Dipsiz Medya adlı kitabınıza da aldığınız bir yazınız var; "Medya Seni Sevmiyorum" başlıklı bir yazı. "Vatandaş Umur Talu" olarak yazmışsınız bu yazıyı ama, ne olursa olsun siz bir medya mensubusunuz.
Vatandaş ama, sistemi izleyen, içimize giren düzeni sorgulayan bir vatandaş. O dönem kritikti tabii... tuhaf ilişkiler oluşmaya başlamıştı bence. Dolayısıyla bunları benimsememek, sevmemek gibi duygusal tarafları da ağır bastı. Ama sonuçta ne derseniz deyin medyayı sevmediğinizi bile medya aracılığıyla ifade edebiliyorsunuz.
Bu yazıda vatandaşın, medyadan özgür ve rahat bilgi alamadığını söylüyorsunuz.
Vatandaş, medyadan rahat ve özgür bilgi alamıyor. Alıyor demek yanlış olur. Bir, almak isteyen alamıyor. Vatandaşı da her zaman kutsamamak lazım. Bir bölümü de reddediyor aldığı bilgiyi. Medya, aynı zamanda seçerek bilgi veya haber veriyor. Önce seçiyor sonra yamultuyor, deforme ediyor.. Bir, hiç görmediğiniz bilgiler ve haberler var. İkincisi ise gördüğünüz, duyduğunuz veya okuduğunuz şeylerin deformasyon riski oldukça fazla. Bütün haberlerin böyle olduğunu söylemiyorum. Ama deformasyon riski de çok fazla.
Medya haberi hangi ölçülere göre seçer, sonra neden yamultur ?
Seçmek, bir kere bu işin fiziki şartı. Elinizde on- onbeş sayfa; bir dergi ise yüz - yüzelli sayfa bir şey var. Bunun içine bir malzeme koymak zorundasınız. Çünkü hayat hiçbir zaman onbeş-yirmi sayfaya karşılık gelmez. İki kaza, iki insan ölmüş... birini abartıyorsunuz, diğerini hiç görmüyorsunuz.

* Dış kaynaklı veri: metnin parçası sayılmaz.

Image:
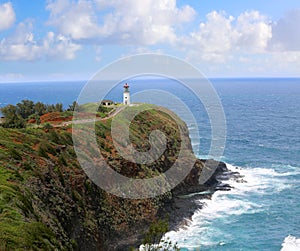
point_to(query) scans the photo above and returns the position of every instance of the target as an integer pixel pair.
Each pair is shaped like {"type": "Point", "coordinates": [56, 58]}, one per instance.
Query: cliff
{"type": "Point", "coordinates": [47, 201]}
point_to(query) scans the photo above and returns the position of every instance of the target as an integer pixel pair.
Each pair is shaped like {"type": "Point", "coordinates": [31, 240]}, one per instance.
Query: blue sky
{"type": "Point", "coordinates": [65, 39]}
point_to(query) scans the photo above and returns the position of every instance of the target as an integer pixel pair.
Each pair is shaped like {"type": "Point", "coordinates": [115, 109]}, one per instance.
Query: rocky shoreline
{"type": "Point", "coordinates": [185, 200]}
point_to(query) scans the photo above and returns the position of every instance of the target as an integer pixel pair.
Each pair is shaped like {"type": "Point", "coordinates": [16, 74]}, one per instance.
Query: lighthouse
{"type": "Point", "coordinates": [126, 95]}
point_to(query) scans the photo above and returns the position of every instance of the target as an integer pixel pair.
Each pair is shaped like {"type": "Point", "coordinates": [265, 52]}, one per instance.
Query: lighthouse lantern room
{"type": "Point", "coordinates": [126, 95]}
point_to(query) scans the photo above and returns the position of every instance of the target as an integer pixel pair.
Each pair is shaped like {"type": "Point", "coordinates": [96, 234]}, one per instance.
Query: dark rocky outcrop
{"type": "Point", "coordinates": [45, 185]}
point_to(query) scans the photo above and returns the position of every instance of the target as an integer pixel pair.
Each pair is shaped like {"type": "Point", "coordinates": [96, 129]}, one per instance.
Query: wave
{"type": "Point", "coordinates": [224, 206]}
{"type": "Point", "coordinates": [290, 243]}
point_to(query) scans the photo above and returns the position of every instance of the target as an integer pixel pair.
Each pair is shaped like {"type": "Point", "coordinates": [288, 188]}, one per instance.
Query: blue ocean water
{"type": "Point", "coordinates": [263, 143]}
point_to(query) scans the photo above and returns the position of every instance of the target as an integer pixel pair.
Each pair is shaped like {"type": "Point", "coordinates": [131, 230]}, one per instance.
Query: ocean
{"type": "Point", "coordinates": [262, 143]}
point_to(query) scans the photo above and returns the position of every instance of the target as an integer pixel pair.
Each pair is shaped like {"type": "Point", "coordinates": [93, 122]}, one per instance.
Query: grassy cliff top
{"type": "Point", "coordinates": [48, 202]}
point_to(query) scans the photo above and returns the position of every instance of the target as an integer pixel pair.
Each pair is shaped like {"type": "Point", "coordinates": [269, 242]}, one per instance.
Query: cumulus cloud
{"type": "Point", "coordinates": [7, 16]}
{"type": "Point", "coordinates": [23, 46]}
{"type": "Point", "coordinates": [221, 35]}
{"type": "Point", "coordinates": [120, 22]}
{"type": "Point", "coordinates": [286, 35]}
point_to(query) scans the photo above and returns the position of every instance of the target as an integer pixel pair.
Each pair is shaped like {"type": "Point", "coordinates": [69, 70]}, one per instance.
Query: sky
{"type": "Point", "coordinates": [72, 40]}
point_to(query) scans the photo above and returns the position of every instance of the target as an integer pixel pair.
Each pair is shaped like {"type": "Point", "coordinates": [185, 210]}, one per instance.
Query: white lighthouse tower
{"type": "Point", "coordinates": [126, 95]}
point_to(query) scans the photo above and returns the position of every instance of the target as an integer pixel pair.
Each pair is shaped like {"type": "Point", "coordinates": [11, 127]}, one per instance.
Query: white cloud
{"type": "Point", "coordinates": [23, 46]}
{"type": "Point", "coordinates": [120, 22]}
{"type": "Point", "coordinates": [76, 20]}
{"type": "Point", "coordinates": [286, 33]}
{"type": "Point", "coordinates": [254, 31]}
{"type": "Point", "coordinates": [7, 16]}
{"type": "Point", "coordinates": [221, 36]}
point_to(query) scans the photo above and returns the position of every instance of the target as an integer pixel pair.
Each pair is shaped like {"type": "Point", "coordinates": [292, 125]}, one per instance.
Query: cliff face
{"type": "Point", "coordinates": [47, 201]}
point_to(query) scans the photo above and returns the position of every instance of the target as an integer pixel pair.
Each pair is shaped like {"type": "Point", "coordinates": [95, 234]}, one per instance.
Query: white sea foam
{"type": "Point", "coordinates": [290, 243]}
{"type": "Point", "coordinates": [225, 204]}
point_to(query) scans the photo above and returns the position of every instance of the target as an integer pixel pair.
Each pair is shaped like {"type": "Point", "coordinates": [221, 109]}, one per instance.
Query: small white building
{"type": "Point", "coordinates": [126, 95]}
{"type": "Point", "coordinates": [107, 102]}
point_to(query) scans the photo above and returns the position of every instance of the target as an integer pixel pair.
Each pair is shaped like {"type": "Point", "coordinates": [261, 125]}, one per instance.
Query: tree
{"type": "Point", "coordinates": [73, 106]}
{"type": "Point", "coordinates": [25, 108]}
{"type": "Point", "coordinates": [40, 108]}
{"type": "Point", "coordinates": [12, 118]}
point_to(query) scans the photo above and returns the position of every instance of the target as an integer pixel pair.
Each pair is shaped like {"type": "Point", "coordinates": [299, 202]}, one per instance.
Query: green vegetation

n Birini diğerinden daha değerli kılan nedir ?
Bu seçmeyi yaptığınız, yani fiziken bir şeyi yerleştirmeye başladığınız andan itibaren sadece fiziki değil aynı zamanda sizin kimyanız da devreye giriyor. Kimyanız ne? İnançlarınız, ideolojiniz, haberden anladığınız, sansasyon merakınız veya tam tersi, yayın organının çizgisi, o günkü çıkarlar, o günkü konjonktür, sizin o günkü moraliniz, muhabirinizin haberi getiriş şekli... Bir yığın faktör var. Dolayısıyla gazetecilikte, daha baştan subjektif bir tavır içindesiniz. Yamultma da şu; yamultma, ille bir kötü niyetin sonucu değildir. Ama, biçim veriyorsunuz.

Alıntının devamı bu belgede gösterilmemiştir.